The present invention relates generally to electrode frames used in electrolytic cells. More specifically, the present invention relates to an improved composite fiber reinforced plastic frame that may be employed in monopolar filter press membrane type of electrolytic cells, especially those used to produce chlorine and caustic.
Chlorine and caustic, products of the electrolytic process, are base chemicals which have become large volume commodities in the industrialized world today. The overwhelming amounts of these chemicals are produced electrolytically from aqueous solutions of alkali metal chlorides. Cells which have traditionally produced these chemicals have come to be known as chloralkali cells. The chloralkali cells today are generally of two principal types, the deposited asbestos diaphragm-type of electrolytic cell or the flowing mercury cathode-type of cell.
The development of a hydraulically impermeable membrane has promoted the advent of commercial filter press membrane chloralkali cells which produce a relatively uncontaminated caustic product. This higher purity product can obviate the need for caustic purification and concentration processes. The use of a hydraulically impermeable planar membrane has been most common in bipolar filter press membrane electrolytic cells. However, advances continue to be made in the development of monopolar filter press membrane cells which have caused increasing attention to be focused on the development of improved and more economical electrodes and electrode frames.
Early filter press membrane cells were constructed of heavy plastic frames. Typically, these cells were bipolar and utilized a solid sheet or backplate which was a divider between the cells and was fabricated integrally with the frame. Bipolar cells of this type followed well developed filter press fabrication principles. The integral frame-backplate construction provided excellent stiffening of the frame structure. The backplate frequently was covered with a resin or rubber coating that was not readily attacked by the chlorinated brine. The frames for these cells were molded from hard rubber, filled polypropylene, polyester fiberglass, polyester or any other material that was chemically resistant. Frequently, the anode frame was formed of these materials while the cathode frame continued to be formed from steel.
The filter press membrane cell frames tend to be limited in size for several reasons. These include the high cost for very large molds and the warping that tends to occur in the heavy plastic frames when the frames are subjected to operating temperatures during actual cell use. Additionally, the plastic parts employed in these cells tend to have a high coefficient of expansion compared to the metal parts. This results in a disparity in expansion between the cell parts during operation that tends to cause distortion. Also, the filled plastic frames are susceptible to corrosion by the chlorine, especially in the filler material. Lastly, the presence of calcium and magnesium in these plastic frames has been found to be detrimental when membranes are used because of the adverse affect of these elements on membrane life.

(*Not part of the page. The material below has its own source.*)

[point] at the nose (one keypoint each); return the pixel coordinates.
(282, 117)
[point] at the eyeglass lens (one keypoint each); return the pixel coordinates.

Thus, because of these aforementioned deficiencies, monopolar filter press membrane cells, as well as bipolar filter press membrane cells, normally employ metal frames. Typically, these metal frames use titanium in the anodic electrode and nickel in the cathodic electrode. This metal frame construction offers the advantages of high strength, small cross section of structural members, corrosion resistance, resistance to warping, large size and compatibility with metal electrode surfaces. However, the single most notable disadvantage of metal frames is their very high fabrication cost. Metals such as titanium and nickel, and the fabricating facilities necessary to produce the electrode frames, are particularly susceptible to the soaring costs associated with high technology.
Therefore, attempts are continuing to employ plastic frames in filter press membrane cells that will give the advantages that metal frames offer without the high costs. Pultruded members of fiberglass polyester resin offer the advantages of low cost, a low coefficient of thermal expansion similar to that of metal, and high strength. However, this type of plastic frame construction is deficient because of inadequate corrosion resistance, the variability of the thickness and straightness of the pultruded sections, and the difficulty of obtaining strong, leak-free, corrosion-resistant corner joints.
The foregoing problems are solved in the design of the composite fiber reinforced plastic frames and the method of making these composite fiber reinforced plastic frames of the present invention.